Prohibido reír
Aunque pocos escritores o críticos reconozcan sus prejuicios, resulta enigmática la penalización del humor en una literatura que arranca de Fernando de Rojas, el autor del ‘Lazarillo’ o Cervantes
En qué momento se jodió el Perú?”, se preguntaba Zavalita al comienzo de Conversación en La Catedral, la novela de Vargas Llosa. Lo mismo podríamos preguntarnos nosotros de la literatura española, ¿en qué momento se fastidió? ¿En qué momento una tradición literaria tan alegre, tan gamberra, tan sarcástica y carnavalesca como la castellana se convirtió en una literatura triste y sombría? ¿Cuándo empezó a confundirse aquí lo serio con lo aburrido? ¿Cuándo se prohibió la risa en la literatura española?Resulta enigmática la penalización del humor en una tradición literaria que arranca con el risueño Libro de buen amor, continúa con la risa sardónica de La Celestina, avanza con las irónicas burlas del Lazarillo de Tormes y alcanza su máxima expresión con el paródico Quijote, al que ya entonces le costó alcanzar el reconocimiento pleno de la crítica seria.

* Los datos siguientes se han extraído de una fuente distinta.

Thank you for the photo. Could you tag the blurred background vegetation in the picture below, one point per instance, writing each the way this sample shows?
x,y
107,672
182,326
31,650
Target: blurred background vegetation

Autores como Wenceslao Fernández Flórez o genios como Jardiel Poncela y Miguel Mihura, que serían glorias nacionales si hubieran nacido en otro país, aquí fueron ignorados a partir de la muerte de Franco porque al baldón de su ideología política añadieron el imperdonable error de haber escrito algunas de las páginas más hilarantes de la historia de la literatura española. Ahora que la tontería adolescente de la Transición se nos está pasando, empezamos a volver los ojos hacia la obra de estos escritores proscritos.
Entre los vivos, es Eduardo Mendoza quien sufre ahora los rigores de la prohibición. Su literatura ha sido dividida en libros mayores y libros menores; y entre estos se ha incluido —cómo no— El misterio de la cripta embrujada. Pero esa novela de Mendoza no tiene nada de menor, por desternillante que sea; todo lo contrario: es uno de los experimentos literarios más ambiciosos de los últimos años, que intentó fundir la picaresca española con la novela detectivesca anglosajona.
Naturalmente, pocos escritores o críticos reconocen su prejuicio contra el humor. El único que lo ha manifestado abiertamente es el alemán Peter Handke, que en una vieja entrevista reconocía no sentirse cómodo con los libros que hacían reír. En España nadie estaría dispuesto a declarar algo así. Aquí todos, incluso los más severos, se declaran partidarios del humor. Pero del humor inteligente, añaden algunos con una coletilla que los delata; como si la condición natural del humor fuera la estulticia.
En España, donde lo oscuro ha sustituido a lo profundo y la ñoñería se confunde con la sensibilidad, la risa no gusta porque disuelve la impostura. Y disuelve también el miedo, la principal herramienta de todo poder para mantener su supremacía. Miedo al terrorismo en el caso del poder político y miedo a no ser considerado culto en el caso de la institución literaria.
Pero no les echemos la culpa de todo a los críticos. Al lector corriente tampoco le gusta reírse con los libros, por más que en público sostenga lo contrario. El lector español tiene una idea penitencial y elitista de la literatura; y más que leer, lo que le gusta es haber leído y sobre todo verse a sí mismo desde fuera con un libro serio en las manos. O por lo menos gordo y pesado, algo que no esté al alcance de cualquiera. Si un libro hace reír, y por lo tanto resulta accesible, leerlo pierde mérito, y deja de proporcionar placer.
Como me dijo en cierta ocasión un escritor consagrado, a los lectores no les gusta que los escritores seamos felices; ellos prefieren que la literatura y el arte en general nazca del sufrimiento y del dolor, que tienen mucho más prestigio que la felicidad. Antonio —me recomendó con gravedad—, no sonrías nunca en la foto de la contracubierta.